Al mismo tiempo, como no hay nada neutral en la regulación o desregulación económicas. Prohibir la importación de chocolate suizo pone muy contentos a quienes fabrican chocolate en Bariloche, y furiosos a quienes consumen chocolate en la Argentina; permitir la importación de chocolate genera los resultados inversos.
“La rebaja de derechos aduaneros se hace en la Argentina para `amparar y defender al pueblo consumidor’. No hay más que 2 clases de consumidores en el mundo civilizado: el pobre pordiosero que extiende su mano para implorar consumos, mano que nada puede producir, y el heredero haragán que consume y no produce… La política pasiva de países como el nuestro, de producción uniforme y abundante, de población dispendiosa y desdespreocupada, con sentimientos cosmopolitas, es el campo más favorable que se puede imaginar para la práctica de las ideas económicas de Estados Unidos, Inglaterra y Alemania…

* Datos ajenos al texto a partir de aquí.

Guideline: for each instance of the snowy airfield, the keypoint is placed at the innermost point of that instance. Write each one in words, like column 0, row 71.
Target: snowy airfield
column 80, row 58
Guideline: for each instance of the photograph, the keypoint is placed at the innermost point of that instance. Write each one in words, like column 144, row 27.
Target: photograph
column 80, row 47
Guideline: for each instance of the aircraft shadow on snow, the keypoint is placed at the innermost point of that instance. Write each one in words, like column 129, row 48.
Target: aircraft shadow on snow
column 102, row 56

En la mesa de los cosmopolitas apenas si se conserva el asado argentino; ellos necesitan jamón de York, salame de Milán, vino de Burdeos y del Rhin, petit-fois de Francia, garbanzos de España, salchichas de Francfort, dulces y galletitas de Inglaterra, fruta de California, té de la China, arroz del Brasil, queso de Francia y de Italia, etc. No hay país en el mundo en el cual se consuman, con relación a sus habitantes, en tanta diversidad y en tanta abundancia, alimentos extranjeros como en Argentina; lo cual es una paradoja, en un país fértil con extensas zonas semitropicales y 8,5 millones. de habitantes”, escribió Alejandro Bunge en la década de 1920. Vicente Vázquez Presedo ilustra este último punto indicando que “a pesar de los millones de vacas existentes, se importaban manteca y queso de Francia, Italia, Bélgica e Inglaterra”.
Ha corrido mucha agua desde entonces. En la década de 1980 los consumidores estaban a merced de los productores locales, en la siguiente ocurrió lo contrario, en los últimos años el péndulo intenta volver a la posición anterior.

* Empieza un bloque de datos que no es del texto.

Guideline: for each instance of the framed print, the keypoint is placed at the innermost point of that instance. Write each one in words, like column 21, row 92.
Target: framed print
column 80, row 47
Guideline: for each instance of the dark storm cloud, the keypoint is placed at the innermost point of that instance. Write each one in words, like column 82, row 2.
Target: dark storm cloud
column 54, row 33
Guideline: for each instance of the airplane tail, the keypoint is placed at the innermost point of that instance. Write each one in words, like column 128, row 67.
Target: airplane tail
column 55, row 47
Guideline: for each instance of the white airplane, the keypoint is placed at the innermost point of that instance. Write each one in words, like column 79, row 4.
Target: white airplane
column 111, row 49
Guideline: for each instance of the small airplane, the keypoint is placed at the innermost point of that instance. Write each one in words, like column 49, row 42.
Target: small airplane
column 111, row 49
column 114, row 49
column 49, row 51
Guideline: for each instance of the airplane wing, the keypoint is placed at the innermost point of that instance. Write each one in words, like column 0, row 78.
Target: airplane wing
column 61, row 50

En la Argentina 2010 circunscribir el comercio internacional a lo que no podemos producir bajo ninguna circunstancia, nos privará del beneficio de producir y exportar soja y derivados, para lo cual tenemos obvias ventajas comparativas (a pesar de las “piedritas” que el Poder Ejecutivo pone en el camino), importando aquellos productos en los que carecemos de dichas ventajas comparativas. Con bajo riesgo, porque los chinos decidieron crecer y urbanizarse, todo lo cual aumenta la demanda internacional del producto. Pero esta opción tiene costos, como todo en la vida.